Now, let’s ensure we can recover our parameters.

scores = list()
models = list()
for n_components in (3, 4, 5):
    for idx in range(10):
        # define our hidden Markov model
        model = hmm.GaussianHMM(n_components=n_components,
                                covariance_type='full',
                                random_state=idx)
        model.fit(X[:X.shape[0] // 2])  # 50/50 train/validate
        models.append(model)
        scores.append(model.score(X[X.shape[0] // 2:]))
        print(f'Converged: {model.monitor_.converged}'
              f'\tScore: {scores[-1]}')

# get the best model
model = models[np.argmax(scores)]
n_states = model.n_components
print(f'The best model had a score of {max(scores)} and {n_states} '
      'states')

# use the Viterbi algorithm to predict the most likely sequence of states
# given the model
states = model.predict(X)
Converged: True Score: -1502.477074092094
Converged: True Score: -1150.8226512358115
Converged: True Score: -1085.8667105838022
Converged: True Score: -1141.0283410641698
Converged: True Score: -1156.0014542845818
Converged: True Score: -1085.8667105838035
Converged: True Score: -1085.8667105838103
Converged: True Score: -1085.8667105838051
Converged: True Score: -1241.1981839323714
Converged: True Score: -1085.8667105838024
Converged: True Score: -925.9654564427842
Converged: True Score: -1148.949062457521
Converged: True Score: -925.9654564427809
Converged: True Score: -1097.8830524463997
Converged: True Score: -925.9654564427809
Converged: True Score: -1204.7958717784222
Converged: True Score: -1038.0025119881893
Converged: True Score: -925.9654564427836
Converged: True Score: -925.9654564427793
Converged: True Score: -1103.768777280518
Converged: True Score: -990.5814588344191
Converged: True Score: -1273.7986146299174
Converged: True Score: -1109.6699869002573
Converged: True Score: -929.727439480624
Converged: True Score: -935.9613388266011
Converged: True Score: -915.8976473425214
Converged: True Score: -948.4098040638588
Converged: True Score: -1272.45559205048
Converged: True Score: -1039.5373957740806
Converged: True Score: -1068.1457843167957
The best model had a score of -915.8976473425214 and 5 states

Let’s plot our states compared to those generated and our transition matrix to get a sense of our model. We can see that the recovered states follow the same path as the generated states, just with the identities of the states transposed (i.e. instead of following a square as in the first figure, the nodes are switch around but this does not change the basic pattern).
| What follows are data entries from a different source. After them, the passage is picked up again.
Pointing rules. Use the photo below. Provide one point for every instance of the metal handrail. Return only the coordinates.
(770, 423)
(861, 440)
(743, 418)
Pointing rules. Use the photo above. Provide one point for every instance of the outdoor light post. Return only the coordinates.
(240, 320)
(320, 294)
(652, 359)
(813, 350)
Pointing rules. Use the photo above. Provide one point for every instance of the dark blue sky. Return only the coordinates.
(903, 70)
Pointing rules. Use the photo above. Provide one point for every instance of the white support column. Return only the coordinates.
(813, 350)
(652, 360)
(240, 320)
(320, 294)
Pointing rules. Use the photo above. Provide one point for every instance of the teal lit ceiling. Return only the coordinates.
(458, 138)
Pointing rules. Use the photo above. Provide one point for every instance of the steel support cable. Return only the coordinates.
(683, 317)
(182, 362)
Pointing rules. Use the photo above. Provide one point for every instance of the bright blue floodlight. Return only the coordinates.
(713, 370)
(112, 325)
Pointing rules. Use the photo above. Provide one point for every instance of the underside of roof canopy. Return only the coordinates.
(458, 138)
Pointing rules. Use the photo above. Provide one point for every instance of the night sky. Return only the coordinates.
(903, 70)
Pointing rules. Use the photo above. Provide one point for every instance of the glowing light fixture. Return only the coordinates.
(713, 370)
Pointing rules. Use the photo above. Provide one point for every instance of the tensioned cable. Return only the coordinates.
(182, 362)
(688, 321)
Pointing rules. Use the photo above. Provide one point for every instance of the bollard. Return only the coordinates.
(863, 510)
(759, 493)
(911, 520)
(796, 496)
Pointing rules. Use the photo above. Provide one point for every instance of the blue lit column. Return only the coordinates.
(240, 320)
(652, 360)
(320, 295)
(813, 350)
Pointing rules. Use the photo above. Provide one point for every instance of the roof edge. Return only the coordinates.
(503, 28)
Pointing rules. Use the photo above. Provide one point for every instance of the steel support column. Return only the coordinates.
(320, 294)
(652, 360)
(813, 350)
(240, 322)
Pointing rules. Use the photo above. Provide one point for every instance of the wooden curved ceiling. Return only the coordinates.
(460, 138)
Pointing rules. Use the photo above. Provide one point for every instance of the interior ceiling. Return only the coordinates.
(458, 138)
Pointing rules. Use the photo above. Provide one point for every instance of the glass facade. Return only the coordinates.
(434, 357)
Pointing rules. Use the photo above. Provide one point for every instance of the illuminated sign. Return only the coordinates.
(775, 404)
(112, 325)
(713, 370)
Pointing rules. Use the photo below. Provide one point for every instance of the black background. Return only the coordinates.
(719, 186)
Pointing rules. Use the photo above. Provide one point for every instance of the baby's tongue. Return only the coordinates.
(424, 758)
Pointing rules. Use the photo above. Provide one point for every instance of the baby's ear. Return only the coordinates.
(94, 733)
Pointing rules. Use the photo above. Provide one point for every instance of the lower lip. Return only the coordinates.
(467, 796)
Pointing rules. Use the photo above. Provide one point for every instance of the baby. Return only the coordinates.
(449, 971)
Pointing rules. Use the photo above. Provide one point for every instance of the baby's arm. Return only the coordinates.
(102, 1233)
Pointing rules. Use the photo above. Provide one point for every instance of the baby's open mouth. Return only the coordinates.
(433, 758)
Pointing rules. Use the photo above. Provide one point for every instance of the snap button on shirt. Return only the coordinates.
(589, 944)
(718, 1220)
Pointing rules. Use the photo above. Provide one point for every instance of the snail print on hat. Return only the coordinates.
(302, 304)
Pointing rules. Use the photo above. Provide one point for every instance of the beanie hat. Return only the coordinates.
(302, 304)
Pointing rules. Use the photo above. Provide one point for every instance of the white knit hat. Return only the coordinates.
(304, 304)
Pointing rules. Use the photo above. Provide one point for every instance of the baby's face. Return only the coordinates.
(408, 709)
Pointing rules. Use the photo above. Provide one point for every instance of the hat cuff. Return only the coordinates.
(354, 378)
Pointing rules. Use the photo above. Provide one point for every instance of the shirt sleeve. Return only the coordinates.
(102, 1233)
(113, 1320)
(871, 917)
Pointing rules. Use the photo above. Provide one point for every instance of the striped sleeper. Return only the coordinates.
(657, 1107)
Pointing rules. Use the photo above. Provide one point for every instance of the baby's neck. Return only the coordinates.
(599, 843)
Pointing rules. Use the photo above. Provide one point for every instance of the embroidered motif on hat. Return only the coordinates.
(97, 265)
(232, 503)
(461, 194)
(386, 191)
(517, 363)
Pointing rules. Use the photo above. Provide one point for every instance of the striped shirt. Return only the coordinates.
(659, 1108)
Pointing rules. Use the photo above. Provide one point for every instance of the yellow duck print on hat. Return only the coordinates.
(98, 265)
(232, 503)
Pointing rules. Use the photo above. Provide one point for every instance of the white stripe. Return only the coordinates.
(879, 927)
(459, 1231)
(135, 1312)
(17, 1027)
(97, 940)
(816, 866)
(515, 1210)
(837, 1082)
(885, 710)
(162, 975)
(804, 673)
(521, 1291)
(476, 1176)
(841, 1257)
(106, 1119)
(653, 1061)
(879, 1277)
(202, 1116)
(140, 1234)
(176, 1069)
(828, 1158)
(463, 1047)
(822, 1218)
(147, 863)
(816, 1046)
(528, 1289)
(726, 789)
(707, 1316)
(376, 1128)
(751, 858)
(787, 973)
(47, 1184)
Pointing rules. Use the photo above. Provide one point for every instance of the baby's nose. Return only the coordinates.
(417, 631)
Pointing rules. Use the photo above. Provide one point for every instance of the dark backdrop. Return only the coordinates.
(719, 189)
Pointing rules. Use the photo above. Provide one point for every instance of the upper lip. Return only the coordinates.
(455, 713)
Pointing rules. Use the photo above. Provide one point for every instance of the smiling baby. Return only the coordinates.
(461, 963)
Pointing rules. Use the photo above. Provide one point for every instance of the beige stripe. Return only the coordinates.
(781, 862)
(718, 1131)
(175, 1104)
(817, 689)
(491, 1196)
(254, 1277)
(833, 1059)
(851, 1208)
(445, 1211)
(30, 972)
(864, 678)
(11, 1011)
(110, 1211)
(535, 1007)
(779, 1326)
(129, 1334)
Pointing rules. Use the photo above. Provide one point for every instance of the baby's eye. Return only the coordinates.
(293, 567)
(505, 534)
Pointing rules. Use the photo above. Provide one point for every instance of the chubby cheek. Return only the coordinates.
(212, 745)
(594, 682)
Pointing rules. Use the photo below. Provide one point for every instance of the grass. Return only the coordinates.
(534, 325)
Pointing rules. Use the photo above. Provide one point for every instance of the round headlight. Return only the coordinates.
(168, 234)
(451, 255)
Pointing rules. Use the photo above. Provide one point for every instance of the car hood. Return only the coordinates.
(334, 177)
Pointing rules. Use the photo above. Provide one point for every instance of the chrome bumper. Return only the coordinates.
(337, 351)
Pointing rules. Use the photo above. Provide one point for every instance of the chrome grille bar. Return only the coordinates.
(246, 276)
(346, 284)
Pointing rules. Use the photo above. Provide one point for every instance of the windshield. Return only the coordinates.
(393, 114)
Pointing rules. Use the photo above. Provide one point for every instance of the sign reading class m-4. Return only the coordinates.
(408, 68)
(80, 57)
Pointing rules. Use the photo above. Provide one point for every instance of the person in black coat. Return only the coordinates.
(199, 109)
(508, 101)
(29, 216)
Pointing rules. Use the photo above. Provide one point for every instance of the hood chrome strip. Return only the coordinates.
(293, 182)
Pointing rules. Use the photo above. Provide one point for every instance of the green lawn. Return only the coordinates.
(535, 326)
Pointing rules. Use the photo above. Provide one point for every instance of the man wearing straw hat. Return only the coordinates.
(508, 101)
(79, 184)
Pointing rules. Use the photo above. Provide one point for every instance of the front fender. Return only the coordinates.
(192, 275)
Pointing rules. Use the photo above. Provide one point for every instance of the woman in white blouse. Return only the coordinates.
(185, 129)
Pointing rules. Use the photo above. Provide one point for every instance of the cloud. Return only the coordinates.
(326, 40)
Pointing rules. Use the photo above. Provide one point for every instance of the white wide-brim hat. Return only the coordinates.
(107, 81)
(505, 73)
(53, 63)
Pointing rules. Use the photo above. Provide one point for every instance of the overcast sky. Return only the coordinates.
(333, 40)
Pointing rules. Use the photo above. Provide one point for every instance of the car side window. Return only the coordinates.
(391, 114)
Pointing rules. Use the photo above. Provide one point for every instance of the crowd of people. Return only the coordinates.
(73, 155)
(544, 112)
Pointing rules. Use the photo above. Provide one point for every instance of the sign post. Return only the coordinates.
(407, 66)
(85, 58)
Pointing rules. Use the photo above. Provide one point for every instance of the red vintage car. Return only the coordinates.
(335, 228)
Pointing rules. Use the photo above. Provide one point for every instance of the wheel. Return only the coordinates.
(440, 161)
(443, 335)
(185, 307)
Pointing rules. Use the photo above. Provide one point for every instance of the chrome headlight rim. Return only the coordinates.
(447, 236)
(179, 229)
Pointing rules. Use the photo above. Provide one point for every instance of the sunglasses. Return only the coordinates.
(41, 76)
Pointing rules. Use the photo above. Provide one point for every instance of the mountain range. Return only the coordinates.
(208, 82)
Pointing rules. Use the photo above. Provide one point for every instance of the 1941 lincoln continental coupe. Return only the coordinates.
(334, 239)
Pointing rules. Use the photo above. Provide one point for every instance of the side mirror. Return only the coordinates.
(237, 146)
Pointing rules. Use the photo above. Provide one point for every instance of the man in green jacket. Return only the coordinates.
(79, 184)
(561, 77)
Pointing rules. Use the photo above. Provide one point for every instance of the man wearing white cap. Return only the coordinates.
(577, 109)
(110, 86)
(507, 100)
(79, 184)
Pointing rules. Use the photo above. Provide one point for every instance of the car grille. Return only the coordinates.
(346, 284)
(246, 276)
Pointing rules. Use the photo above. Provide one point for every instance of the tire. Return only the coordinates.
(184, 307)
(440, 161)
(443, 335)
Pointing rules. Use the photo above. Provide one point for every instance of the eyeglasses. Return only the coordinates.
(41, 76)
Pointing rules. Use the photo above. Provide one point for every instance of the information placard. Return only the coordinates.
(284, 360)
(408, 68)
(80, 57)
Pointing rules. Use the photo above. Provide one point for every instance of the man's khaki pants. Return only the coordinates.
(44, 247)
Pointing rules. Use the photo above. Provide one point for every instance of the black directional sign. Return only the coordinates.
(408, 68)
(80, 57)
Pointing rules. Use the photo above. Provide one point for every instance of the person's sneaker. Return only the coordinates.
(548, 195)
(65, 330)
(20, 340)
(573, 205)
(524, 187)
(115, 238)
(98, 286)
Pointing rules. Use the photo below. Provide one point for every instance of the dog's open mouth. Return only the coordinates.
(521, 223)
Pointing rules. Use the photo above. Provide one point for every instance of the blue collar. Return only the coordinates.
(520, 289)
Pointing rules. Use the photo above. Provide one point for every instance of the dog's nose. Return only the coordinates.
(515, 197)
The same is true for the transition matrix.

# plot model states over time
fig, ax = plt.subplots()
ax.plot(Z, states)
ax.set_title('States compared to generated')
ax.set_xlabel('Generated State')
ax.set_ylabel('Recovered State')
fig.show()

# plot the transition matrix
fig, (ax1, ax2) = plt.subplots(1, 2, figsize=(8, 5))
ax1.imshow(gen_model.transmat_, aspect='auto', cmap='spring')
ax1.set_title('Generated Transition Matrix')
ax2.imshow(model.transmat_, aspect='auto', cmap='spring')
ax2.set_title('Recovered Transition Matrix')
for ax in (ax1, ax2):
    ax.set_xlabel('State To')
    ax.set_ylabel('State From')

fig.tight_layout()
fig.show()
  • States compared to generated
  • Generated Transition Matrix, Recovered Transition Matrix

Total running time of the script: (0 minutes 2.125 seconds)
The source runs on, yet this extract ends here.